Abstract

This article attempts to describe the key morphological innovations associated with the evolutionary transitions between bacteriotrophy, eukaryotrophy, phototrophy, and osmotrophy in euglenids. Attention was focused on heterotrophic euglenids in an effort to establish a robust phylogenetic hypothesis for the group as a whole. We present a cladistic analysis of a large morphological data set from the following taxa: Petalomonas, Entosiphon, Lentomonas, Ploeotia, Dinema, Distigma, Rhabdomonas, Menoidium, Peranema, Urceolus, Eutreptia, and Euglena. The majority of the 37 characters and 97 states recognized were associated with the pellicle, the feeding apparatus, and the flagellar apparatus. In addition to having pellicle strips, Petalomonas cantuscygni possessed mitochondrial inclusions that were strikingly similar to the kinetoplasts found in kinetoplastids.
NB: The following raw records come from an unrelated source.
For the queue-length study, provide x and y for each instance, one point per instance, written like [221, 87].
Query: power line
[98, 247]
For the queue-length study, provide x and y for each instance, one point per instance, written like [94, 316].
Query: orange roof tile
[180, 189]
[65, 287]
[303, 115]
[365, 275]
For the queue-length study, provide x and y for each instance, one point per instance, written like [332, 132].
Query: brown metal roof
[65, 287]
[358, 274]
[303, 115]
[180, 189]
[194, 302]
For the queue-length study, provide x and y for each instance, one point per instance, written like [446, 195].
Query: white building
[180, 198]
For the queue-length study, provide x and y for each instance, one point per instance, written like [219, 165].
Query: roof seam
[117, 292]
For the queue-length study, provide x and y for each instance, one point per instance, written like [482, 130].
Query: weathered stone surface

Dinema sulcatum held a pivotal position in the phylogenetic tree and possessed many characters that bridged bacteriotrophic taxa with eukaryotrophic taxa. Distigmids and rhabdomonads formed a clade of osmotrophs that descended from eukaryotrophic ancestors, while Urceolus cyclostomus possessed a feeding apparatus, a putative photoreception apparatus and cytoskeletal features that clearly linked the phototrophs to eukaryotrophic ancestors. Evolutionary implications that emerged from these results were discussed.